2019年の茨城国体に出場する選手を“食で支援”するとともに、来場者に高品質な県産農産物を使った茨城らしい食を提供するプロジェクトを県やJAグループ茨城、食品関連企業などが立ち上げた。今後、関係者約50人が課題別に三つのチームに分かれてそれぞれ検討を進め、実現が可能なものについてはおおむね年内に事業化のめどをつける。JA県中央会は「プロジェクト参加団体や企業に県版GAP(農業生産工程管理)の取得を呼び掛け、茨城国体での成果を20年の東京五輪・パラリンピックにつなげていきたい」としている。

「茨城ゆめ国体・ゆめ大会 食の応援プロジェクト」と名付けられ、(1)選手強化支援・弁当企画・宿泊施設向け食事対策チーム(2)大会関連ブース間連携・商品開発対策チーム(3)情報利活用対策チーム-の各グループごとに行動計画を策定していく。

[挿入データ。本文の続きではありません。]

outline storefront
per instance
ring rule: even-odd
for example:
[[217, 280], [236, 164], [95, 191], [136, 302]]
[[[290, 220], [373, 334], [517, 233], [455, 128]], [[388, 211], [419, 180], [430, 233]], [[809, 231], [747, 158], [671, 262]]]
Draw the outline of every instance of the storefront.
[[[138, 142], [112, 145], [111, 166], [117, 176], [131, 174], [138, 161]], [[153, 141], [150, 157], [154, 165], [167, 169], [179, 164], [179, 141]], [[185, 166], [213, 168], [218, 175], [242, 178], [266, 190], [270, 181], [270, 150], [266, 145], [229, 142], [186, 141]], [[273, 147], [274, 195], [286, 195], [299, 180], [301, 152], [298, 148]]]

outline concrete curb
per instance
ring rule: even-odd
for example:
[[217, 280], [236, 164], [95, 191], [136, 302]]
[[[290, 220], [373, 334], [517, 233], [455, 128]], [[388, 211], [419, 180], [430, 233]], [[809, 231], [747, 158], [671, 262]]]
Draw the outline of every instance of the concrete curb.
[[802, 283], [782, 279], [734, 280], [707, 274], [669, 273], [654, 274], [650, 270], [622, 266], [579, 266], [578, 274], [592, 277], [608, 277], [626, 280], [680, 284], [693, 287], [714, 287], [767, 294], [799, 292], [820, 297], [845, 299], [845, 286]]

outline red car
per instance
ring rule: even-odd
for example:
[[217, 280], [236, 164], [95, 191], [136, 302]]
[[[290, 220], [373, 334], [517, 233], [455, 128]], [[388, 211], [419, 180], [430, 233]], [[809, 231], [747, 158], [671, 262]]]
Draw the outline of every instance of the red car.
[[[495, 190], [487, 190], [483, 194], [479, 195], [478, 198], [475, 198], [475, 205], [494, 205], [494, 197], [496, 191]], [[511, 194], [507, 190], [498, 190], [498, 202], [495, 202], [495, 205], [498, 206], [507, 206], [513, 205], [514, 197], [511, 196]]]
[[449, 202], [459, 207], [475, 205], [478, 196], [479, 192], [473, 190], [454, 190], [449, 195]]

具体的な行動計画に基づいて、それぞれが連携、強みを生かしながら、選手が優秀な成績を収められるような機能性の高い食事メニューの提案▽競技会場や宿泊施設を対象に、弁当や食事メニューに県産農産物が多く利用されるための商品企画・開発▽ブース出店を通じてオリジナル商品の提案や情報発信-などを行い、プロジェクト全体で売り上げ1億円を目指す。

9月中旬に開かれた初会合では、食分野での国体支援について検討課題などを共有。参加者からは、弁当用デザートにJA常総ひかり下妻地区のナシを使った「梨ゼリー」や弁当に添える紙パック緑茶に奥久慈産や猿島産の茶葉を用いることなどが提案されたほか、国体までに県版GAPを取得するJAの目標数を10以上(取得予定含む)とした。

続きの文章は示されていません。